Online DPO: Online Direct Preference Optimization with Fast-Slow Chasing
Biqing Qi, Pengfei Li, Fangyuan Li, Junqi Gao, Kaiyan Zhang, Bowen Zhou
TL;DR
This work tackles online human-preference alignment for large language models, addressing catastrophic forgetting in continual and cross-domain settings. It introduces Online Fast-Slow Chasing DPO (OFS-DPO), which employs two LoRA-based modules with different update speeds and a regularization term to coordinate them, plus Cross-domain COFS-DPO that linearly combines domain memories to preserve prior knowledge. The authors establish regret-based theoretical guarantees and demonstrate superior in-domain alignment and cross-domain memory retention compared to strong baselines. The methods are designed to be memory-efficient and readily applicable to streaming preference data, with practical impact for continual alignment across diverse tasks.
Abstract
Direct Preference Optimization (DPO) improves the alignment of large language models (LLMs) with human values by training directly on human preference datasets, eliminating the need for reward models. However, due to the presence of cross-domain human preferences, direct continual training can lead to catastrophic forgetting, limiting DPO's performance and efficiency. Inspired by intraspecific competition driving species evolution, we propose a Online Fast-Slow chasing DPO (OFS-DPO) for preference alignment, simulating competition through fast and slow chasing among models to facilitate rapid adaptation. Specifically, we first derive the regret upper bound for online learning, validating our motivation with a min-max optimization pattern. Based on this, we introduce two identical modules using Low-rank Adaptive (LoRA) with different optimization speeds to simulate intraspecific competition, and propose a new regularization term to guide their learning.
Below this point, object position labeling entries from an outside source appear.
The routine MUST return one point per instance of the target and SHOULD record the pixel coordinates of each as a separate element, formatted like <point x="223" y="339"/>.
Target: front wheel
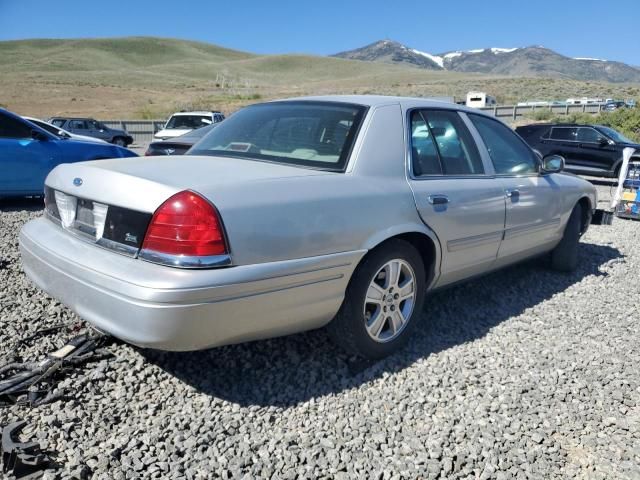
<point x="383" y="301"/>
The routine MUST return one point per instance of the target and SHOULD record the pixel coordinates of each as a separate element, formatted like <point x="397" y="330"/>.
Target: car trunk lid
<point x="111" y="202"/>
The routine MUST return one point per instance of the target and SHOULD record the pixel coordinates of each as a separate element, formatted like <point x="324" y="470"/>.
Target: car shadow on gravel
<point x="287" y="371"/>
<point x="31" y="204"/>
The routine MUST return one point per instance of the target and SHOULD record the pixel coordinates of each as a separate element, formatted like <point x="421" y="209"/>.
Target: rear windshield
<point x="313" y="134"/>
<point x="189" y="121"/>
<point x="615" y="135"/>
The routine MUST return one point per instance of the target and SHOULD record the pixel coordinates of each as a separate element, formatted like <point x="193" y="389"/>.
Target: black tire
<point x="349" y="328"/>
<point x="564" y="258"/>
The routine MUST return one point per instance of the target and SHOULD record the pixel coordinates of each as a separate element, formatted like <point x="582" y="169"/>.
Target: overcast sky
<point x="574" y="28"/>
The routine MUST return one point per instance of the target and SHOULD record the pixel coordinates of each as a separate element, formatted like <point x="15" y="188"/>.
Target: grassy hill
<point x="142" y="77"/>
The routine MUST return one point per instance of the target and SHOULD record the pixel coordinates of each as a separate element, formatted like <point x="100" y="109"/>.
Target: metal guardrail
<point x="143" y="130"/>
<point x="515" y="111"/>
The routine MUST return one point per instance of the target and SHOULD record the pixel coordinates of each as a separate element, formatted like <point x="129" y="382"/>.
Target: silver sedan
<point x="292" y="215"/>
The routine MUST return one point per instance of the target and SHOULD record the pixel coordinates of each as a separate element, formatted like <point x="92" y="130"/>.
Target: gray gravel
<point x="522" y="374"/>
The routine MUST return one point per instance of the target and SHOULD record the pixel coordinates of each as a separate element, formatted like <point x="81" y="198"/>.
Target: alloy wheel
<point x="390" y="300"/>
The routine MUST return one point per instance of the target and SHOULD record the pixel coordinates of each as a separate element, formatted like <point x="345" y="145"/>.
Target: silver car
<point x="292" y="215"/>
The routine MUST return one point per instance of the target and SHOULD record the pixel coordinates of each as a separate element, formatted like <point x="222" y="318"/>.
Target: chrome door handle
<point x="438" y="199"/>
<point x="512" y="193"/>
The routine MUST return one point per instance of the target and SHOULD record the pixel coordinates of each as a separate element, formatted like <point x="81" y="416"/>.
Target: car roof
<point x="199" y="112"/>
<point x="72" y="118"/>
<point x="381" y="100"/>
<point x="554" y="125"/>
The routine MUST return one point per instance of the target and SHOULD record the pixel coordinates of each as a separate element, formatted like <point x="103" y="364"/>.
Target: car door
<point x="98" y="130"/>
<point x="24" y="160"/>
<point x="533" y="206"/>
<point x="597" y="152"/>
<point x="564" y="141"/>
<point x="455" y="193"/>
To further mitigate catastrophic forgetting in cross-domain scenarios, we extend the OFS-DPO with LoRA modules combination strategy, resulting in the Cross domain Online Fast-Slow chasing DPO (COFS-DPO). This method leverages linear combinations of fast modules parameters from different task domains, fully utilizing historical information to achive continual value alignment. Experimental results show that OFS-DPO outperforms DPO in in-domain alignment, while COFS-DPO excels in cross-domain continual learning scenarios.